I took everyone out for a romp in the snow late this afternoon.  Molly, Cabell, and Bremo didn't want to stay too long, and Zach didn't want to be away from Clay, but Trooper and Radley had a good play session.  Those two are great playmates--same style, comparable weight and disposition.  The fosters are hunkered down in their respective sheds, cozy in blankets or straw, and it's really not cold anyway. 

Radlely, Trooper, and Bremo

Ollie's menagerie

I was half expecting a rottie to arrive on Saturday but he didn't materialize.  That's ok because it sounds like he's safe and will be going to a responsible home.  And of course there's another one that I may take in his place. 

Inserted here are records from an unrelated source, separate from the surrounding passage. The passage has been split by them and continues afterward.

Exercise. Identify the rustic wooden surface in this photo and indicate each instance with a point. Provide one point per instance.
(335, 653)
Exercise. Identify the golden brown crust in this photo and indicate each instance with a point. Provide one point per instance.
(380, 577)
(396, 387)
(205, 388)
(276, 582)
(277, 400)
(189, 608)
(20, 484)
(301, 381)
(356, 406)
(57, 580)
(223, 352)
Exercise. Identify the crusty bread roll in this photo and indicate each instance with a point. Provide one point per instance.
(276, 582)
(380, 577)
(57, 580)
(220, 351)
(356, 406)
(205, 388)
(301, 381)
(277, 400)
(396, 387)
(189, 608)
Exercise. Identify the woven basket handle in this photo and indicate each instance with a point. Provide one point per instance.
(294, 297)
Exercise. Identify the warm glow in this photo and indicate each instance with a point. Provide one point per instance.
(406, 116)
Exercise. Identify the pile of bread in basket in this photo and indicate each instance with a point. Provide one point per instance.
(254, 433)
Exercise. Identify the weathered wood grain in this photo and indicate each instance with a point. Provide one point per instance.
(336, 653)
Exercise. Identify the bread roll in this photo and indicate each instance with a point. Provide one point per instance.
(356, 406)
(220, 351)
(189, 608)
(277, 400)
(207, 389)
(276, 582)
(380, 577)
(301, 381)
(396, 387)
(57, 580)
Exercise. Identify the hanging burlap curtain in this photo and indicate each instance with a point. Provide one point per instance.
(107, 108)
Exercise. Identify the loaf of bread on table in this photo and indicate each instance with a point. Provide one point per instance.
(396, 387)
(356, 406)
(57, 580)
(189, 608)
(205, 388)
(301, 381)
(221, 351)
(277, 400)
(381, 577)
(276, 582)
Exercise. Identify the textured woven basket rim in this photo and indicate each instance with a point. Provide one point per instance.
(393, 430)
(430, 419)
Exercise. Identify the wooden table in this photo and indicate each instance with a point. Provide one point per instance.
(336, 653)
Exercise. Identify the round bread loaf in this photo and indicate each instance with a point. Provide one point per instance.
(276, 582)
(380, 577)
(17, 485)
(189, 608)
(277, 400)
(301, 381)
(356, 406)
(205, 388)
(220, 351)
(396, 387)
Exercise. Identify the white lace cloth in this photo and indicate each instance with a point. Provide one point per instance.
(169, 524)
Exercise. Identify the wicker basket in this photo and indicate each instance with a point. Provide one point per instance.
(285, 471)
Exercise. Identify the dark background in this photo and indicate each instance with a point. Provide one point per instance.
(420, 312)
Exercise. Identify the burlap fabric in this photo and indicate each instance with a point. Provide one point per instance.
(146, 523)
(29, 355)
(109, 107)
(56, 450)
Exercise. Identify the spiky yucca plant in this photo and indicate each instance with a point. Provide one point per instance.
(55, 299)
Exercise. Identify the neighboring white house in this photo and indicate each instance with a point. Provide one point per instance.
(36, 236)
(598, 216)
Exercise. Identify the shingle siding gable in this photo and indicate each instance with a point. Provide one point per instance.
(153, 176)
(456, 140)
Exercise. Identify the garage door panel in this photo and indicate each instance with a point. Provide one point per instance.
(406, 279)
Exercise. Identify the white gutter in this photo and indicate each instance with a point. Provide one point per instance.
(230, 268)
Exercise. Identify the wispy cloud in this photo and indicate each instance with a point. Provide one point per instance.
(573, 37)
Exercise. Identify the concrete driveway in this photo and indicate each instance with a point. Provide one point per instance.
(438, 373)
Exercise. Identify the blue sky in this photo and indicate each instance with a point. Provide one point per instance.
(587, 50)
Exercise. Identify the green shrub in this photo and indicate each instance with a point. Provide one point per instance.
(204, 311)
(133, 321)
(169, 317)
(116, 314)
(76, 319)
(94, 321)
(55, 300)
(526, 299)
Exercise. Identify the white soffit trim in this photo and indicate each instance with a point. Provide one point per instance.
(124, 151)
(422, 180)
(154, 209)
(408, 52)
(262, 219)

What did materialize on Saturday afternoon was a young couple from Virginia Beach who adopted Ollie!  I liked them, partly because they took the incentive to actually come here to meet the dog.  They have no other dogs, but they are definitely animal people.  They have cats, ferrets, a snake and lizard, birds, gerbils, and I'm not sure what else.  Ollie's youth and inexperience may work to their advantage because he won't know any of those things and hopefully won't have any pre-formed predatory urges.  We will see. 

I was pretty certain that anyone who met Ollie would fall for him.  He's cute, sweet, and charming.  I was working outside much of Saturday because it was a beautiful day and they were predicting a snow storm for Sunday.  I brought Ollie over to the dog yard to be with Trooper while I was puttering around.  Again, no introduction, I just walked him in and he was fine with Trooper, although he was mostly interested in checking out the yard. 

I pretty much settled on hound/shepherd as Ollie's genetic mix.  That long, lanky frame is very hound-like, and that white tipped tail is the clencher.  I guess I'll never be a dog breed purist.  I can appreciate the look of a classic shepherd or rottie, but mixes are just more interesting and beautiful in their own unique way.  It's what we always tell Cabell, there is only one Cabell dog. 

Nero and I had a pretty active week on the trails.  I got out several times during the week, including a good long hike on Friday, and a shorter but faster one on Saturday, when we actually moved up to trail running. 

I had hoped to do a canoe trip today, in the snow, but it now sounds like the snow, if we get any, won't come until tonight, and this morning is just cloudy, damp, and chilly.  I think I'll make a big breakfast and a Bloody Mary instead, maybe go back to bed and catch up on Downton Abbey.  But first I need to get everyone fed, medicated, and settled for the day.